Le garde-pêche local, "vraiment triste par rapport à cette situation", déplore également la mauvaise odeur qui se dégage des lieux, bien après les jours de pluie. "Ça pue, c'est moche. Les pêcheurs et les promeneurs voient ça. C'est choquant".

Des changements sont-ils prévus dans les mois à venir ? L'association SOS-Loue Rivières Comtoises a proposé la construction de zones tampons, ou un "bassin d'orage", une petite lagune pensée pour "recevoir les excréments pour ne pas qu'ils aillent polluer directement l'eau" souligne Manon Silvant.

Une idée réalisable ? Contactée par France 3 Franche-Comté, la Communauté de communes du Grand Pontarlier, l'institution décisionnaire dans ce dossier, assure s'être saisie du dossier. 

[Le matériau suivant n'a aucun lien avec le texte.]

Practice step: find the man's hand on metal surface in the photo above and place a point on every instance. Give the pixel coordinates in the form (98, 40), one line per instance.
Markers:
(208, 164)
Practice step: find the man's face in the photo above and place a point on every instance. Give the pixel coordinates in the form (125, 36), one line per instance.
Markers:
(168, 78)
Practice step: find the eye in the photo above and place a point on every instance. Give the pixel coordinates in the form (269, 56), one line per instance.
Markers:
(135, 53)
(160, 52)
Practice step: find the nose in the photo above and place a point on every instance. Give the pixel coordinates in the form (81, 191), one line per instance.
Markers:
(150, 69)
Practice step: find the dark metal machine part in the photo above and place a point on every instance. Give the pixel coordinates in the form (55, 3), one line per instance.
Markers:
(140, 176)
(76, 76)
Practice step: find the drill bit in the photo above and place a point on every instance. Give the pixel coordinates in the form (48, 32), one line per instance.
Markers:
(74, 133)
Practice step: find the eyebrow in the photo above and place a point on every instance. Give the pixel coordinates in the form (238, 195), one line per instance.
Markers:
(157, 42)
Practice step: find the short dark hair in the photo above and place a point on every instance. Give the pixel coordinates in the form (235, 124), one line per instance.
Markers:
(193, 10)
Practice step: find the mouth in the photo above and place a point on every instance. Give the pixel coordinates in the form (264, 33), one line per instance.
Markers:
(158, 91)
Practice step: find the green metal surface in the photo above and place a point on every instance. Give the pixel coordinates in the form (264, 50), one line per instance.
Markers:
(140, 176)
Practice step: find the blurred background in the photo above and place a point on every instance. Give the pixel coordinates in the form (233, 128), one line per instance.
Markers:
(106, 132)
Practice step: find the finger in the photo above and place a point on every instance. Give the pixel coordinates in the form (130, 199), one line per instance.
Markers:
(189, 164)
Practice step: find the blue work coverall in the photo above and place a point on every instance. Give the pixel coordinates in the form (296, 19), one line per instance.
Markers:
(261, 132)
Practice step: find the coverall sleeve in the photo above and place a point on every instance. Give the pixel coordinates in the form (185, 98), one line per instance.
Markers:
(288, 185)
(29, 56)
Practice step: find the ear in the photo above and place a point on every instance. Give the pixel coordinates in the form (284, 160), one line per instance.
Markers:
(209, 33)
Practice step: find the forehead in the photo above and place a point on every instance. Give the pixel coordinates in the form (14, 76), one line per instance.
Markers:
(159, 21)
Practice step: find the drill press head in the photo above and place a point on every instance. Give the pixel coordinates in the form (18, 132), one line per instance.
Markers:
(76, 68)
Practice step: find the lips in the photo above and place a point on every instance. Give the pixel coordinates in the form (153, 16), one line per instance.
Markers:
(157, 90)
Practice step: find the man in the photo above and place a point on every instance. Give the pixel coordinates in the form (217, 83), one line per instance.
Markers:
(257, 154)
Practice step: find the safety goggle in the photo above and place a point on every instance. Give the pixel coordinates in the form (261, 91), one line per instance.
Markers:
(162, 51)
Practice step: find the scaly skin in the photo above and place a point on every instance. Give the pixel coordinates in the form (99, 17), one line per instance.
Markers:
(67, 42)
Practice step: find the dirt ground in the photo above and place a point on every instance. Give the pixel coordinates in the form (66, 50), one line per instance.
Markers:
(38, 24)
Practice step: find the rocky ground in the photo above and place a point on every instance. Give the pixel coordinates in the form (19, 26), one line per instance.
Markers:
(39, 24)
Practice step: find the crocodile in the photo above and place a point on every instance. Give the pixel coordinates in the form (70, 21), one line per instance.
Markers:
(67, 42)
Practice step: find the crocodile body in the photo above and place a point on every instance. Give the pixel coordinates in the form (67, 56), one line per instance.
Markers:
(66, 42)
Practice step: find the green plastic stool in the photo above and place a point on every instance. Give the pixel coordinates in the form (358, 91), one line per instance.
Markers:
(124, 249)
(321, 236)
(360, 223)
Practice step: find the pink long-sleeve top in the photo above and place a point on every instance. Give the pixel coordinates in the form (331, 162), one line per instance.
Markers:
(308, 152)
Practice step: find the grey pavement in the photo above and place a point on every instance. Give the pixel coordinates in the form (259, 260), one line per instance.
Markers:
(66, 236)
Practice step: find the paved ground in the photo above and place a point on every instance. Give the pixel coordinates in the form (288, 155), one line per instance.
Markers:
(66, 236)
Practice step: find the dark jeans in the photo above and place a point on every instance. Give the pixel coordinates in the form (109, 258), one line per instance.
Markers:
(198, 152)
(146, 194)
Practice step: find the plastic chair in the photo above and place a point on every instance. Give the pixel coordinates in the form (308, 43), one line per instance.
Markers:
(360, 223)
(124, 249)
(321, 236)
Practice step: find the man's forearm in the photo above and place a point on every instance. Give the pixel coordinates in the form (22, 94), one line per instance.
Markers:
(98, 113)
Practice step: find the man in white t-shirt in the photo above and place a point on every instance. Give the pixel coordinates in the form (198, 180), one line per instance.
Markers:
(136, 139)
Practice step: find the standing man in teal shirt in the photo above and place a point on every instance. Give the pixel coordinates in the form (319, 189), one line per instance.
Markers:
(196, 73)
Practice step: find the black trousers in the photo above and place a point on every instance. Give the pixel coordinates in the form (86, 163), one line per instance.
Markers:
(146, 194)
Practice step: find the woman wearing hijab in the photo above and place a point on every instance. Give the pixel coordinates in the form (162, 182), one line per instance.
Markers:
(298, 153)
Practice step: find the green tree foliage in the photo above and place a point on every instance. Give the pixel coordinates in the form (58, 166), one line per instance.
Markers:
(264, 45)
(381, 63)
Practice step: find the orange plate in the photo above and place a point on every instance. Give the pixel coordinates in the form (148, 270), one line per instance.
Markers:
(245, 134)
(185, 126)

Il existe encore des réseaux unitaires (quartier du Frambourg et de La Tuilerie). Des campagnes de diagnostic des réseaux d'assainissement par inspection télévisée et inspection pédestre ont été réalisées sur les deux quartiers cités ci-avant. Des travaux ont été exécutés sur le secteur de la Gauffre en 2023 et des travaux sont programmés à court terme dans ces mêmes quartiers pour passer en séparatif et résorber les dysfonctionnements. 

Communauté de communes du Grand Pontarlier

Le maire de La Cluse-et-Mijoux, Yves Louvrier, promet, lui qu'une décision sera prise en 2024. Et le temps presse. Avec le dérèglement climatique, les violents épisodes pluvieux se multiplient. Au risque d'accentuer encore un peu ce phénomène polluant.